CIRT was initiated by the Heavy Ion Medical Accelerator in Chiba, Japan, in 1993. It offers superior dose conformity in the treatment of deeply located malignant tumors compared with conventional X-ray therapy (18). Additionally, its biological effectiveness (a highly localized deposition of energy) can be used for increasing radiation exposure to tumors while minimizing irradiation to adjacent normal tissues. PBT also has this characteristic, but the lateral fall-off around the target is less steep than that of carbon ion beams (19).

Despite this property for cancer treatment, no reports have presented the benefits of CIRT for biliary tract cancer. There have been few studies of PBT in primary, locally recurrent, or nodal metastatic disease (Table I).

Table I

Previous reports regarding the clinical outcomes of PBT for biliary tract cancer.
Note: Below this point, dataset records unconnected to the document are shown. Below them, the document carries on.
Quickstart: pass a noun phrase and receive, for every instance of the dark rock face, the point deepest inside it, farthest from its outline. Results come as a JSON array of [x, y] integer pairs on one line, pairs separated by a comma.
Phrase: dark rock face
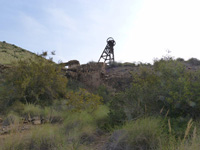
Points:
[[95, 74]]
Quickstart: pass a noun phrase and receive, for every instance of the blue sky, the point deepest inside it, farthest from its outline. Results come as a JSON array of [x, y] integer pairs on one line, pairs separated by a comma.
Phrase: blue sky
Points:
[[78, 29]]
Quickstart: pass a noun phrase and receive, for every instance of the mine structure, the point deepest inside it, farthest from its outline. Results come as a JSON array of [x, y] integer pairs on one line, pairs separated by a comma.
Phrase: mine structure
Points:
[[108, 52]]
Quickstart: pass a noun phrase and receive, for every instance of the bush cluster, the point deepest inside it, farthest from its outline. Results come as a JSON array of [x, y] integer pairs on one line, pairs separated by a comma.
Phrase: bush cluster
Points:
[[36, 80], [166, 88]]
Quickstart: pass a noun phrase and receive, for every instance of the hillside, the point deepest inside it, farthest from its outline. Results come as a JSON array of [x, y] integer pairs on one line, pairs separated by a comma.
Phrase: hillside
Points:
[[10, 53]]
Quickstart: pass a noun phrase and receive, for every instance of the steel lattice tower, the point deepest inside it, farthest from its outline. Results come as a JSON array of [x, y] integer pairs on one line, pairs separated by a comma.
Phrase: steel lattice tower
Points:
[[108, 53]]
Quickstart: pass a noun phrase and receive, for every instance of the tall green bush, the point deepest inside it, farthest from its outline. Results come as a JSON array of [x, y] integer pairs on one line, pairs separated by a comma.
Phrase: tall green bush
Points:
[[37, 81], [166, 87]]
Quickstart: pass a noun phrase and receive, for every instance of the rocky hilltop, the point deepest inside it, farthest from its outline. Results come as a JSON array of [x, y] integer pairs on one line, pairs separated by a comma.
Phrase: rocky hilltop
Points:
[[92, 75]]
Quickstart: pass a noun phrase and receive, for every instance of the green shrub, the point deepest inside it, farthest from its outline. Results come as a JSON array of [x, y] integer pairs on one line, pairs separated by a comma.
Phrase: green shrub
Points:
[[83, 100], [194, 61], [45, 137], [37, 81], [168, 86], [104, 93], [145, 133]]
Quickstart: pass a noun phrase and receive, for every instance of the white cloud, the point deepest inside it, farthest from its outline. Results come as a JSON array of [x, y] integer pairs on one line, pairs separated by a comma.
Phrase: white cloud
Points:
[[60, 19], [32, 25]]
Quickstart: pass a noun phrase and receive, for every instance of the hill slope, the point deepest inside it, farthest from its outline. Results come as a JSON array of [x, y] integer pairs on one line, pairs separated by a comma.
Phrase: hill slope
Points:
[[10, 53]]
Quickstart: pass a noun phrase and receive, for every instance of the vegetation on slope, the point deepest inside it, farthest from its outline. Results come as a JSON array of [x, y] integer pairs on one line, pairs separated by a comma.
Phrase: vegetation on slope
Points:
[[10, 53], [159, 111]]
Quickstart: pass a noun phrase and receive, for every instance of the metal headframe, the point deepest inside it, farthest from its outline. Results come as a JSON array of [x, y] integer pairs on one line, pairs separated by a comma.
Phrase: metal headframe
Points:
[[108, 53]]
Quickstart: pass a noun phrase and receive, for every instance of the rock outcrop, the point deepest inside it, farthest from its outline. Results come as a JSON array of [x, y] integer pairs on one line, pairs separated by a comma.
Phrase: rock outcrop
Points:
[[95, 74]]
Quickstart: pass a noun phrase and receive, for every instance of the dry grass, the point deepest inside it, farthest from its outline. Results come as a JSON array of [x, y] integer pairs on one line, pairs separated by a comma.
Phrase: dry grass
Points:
[[11, 53]]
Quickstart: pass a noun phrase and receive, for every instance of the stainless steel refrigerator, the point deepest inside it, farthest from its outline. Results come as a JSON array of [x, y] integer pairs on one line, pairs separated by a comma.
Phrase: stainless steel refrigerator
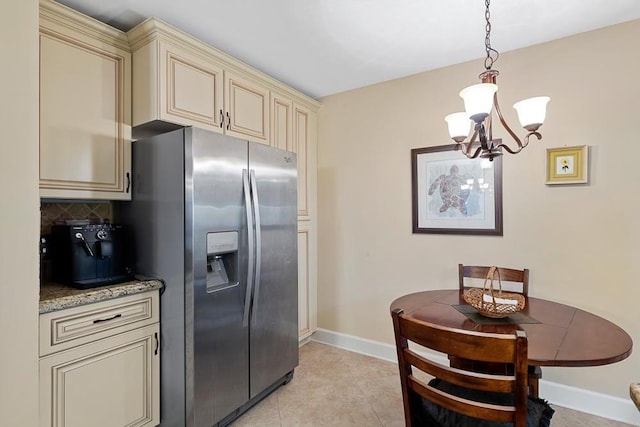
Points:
[[215, 217]]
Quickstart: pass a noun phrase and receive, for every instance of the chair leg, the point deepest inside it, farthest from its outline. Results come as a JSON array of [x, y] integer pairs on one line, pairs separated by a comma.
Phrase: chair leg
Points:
[[535, 373]]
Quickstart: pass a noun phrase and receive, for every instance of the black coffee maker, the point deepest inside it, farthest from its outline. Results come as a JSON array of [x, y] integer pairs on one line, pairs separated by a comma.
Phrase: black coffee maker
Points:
[[86, 255]]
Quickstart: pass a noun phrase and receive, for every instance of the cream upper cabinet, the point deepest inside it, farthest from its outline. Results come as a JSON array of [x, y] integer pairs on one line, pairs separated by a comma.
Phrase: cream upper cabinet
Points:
[[176, 85], [305, 145], [281, 122], [247, 112], [180, 80], [85, 119]]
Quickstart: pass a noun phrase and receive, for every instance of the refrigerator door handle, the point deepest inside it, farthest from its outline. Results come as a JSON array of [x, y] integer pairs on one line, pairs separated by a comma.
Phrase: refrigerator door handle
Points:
[[250, 238], [254, 195]]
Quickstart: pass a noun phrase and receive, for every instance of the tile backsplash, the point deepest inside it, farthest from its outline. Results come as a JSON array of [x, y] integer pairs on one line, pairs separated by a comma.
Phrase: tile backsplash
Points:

Author, year	Number of patients	Tumor type and characteristics	PBT dose, fractionation, technique	Median follow-up, months	Survival outcomes	(Refs.)
Ohkawa et al, 2015	14	Intrahepatic cholangiocarcinoma. Stage II (1/14; 7%); stage IIIA (4/14; 29%); stage IIIC (5/14; 36%); stage IV (4/14; 29%)	Median 72.6 CGE in 26 fractions	12	1 y OS 50%; 1 y PFS 36%, LP in 6/14 (43%); LR in 2/14 (14%); Out-of-field recurrence in 7/14 (50%); DM in 4/14 (28%)	(8)
Makita et al, 2014	28	Cholangiocarcinoma. Intrahepatic (6/28; 21%); hilar (6/28; 21%); distal extrahepatic (3/28; 11%); gallbladder (3/28; 11%); local/nodal recurrence (10/28; 36%)	Median 68.2 CGE in 31 fractions	12	1 y LC 68%, 1 y PFS 30%. 1 y OS 49%. Increased LC with BED>70 Gy (P=0.002)	(9)

PBT, proton beam radiotherapy; CGE, cobalt gray equivalent; OS, overall survival; LP, local progression; DM, distant metastasis; PFS, progression-free-survival.

Regarding indications for radiation therapy for biliary tract cancer, Kazuki et al (20) reported that the best indication for curative beam therapy was locally advanced unresectable hepatic hilar cholangiocarcinoma without distant metastasis. However, long-term outcomes after CIRT have not yet been reported. In our case, CIRT was indicated at the time of second recurrence, and good local control was achieved. Hence, the patient survived for eighty months after surgery.

In conclusion, CIRT may be a treatment option for selected patients with solitary recurrence of biliary tract cancer.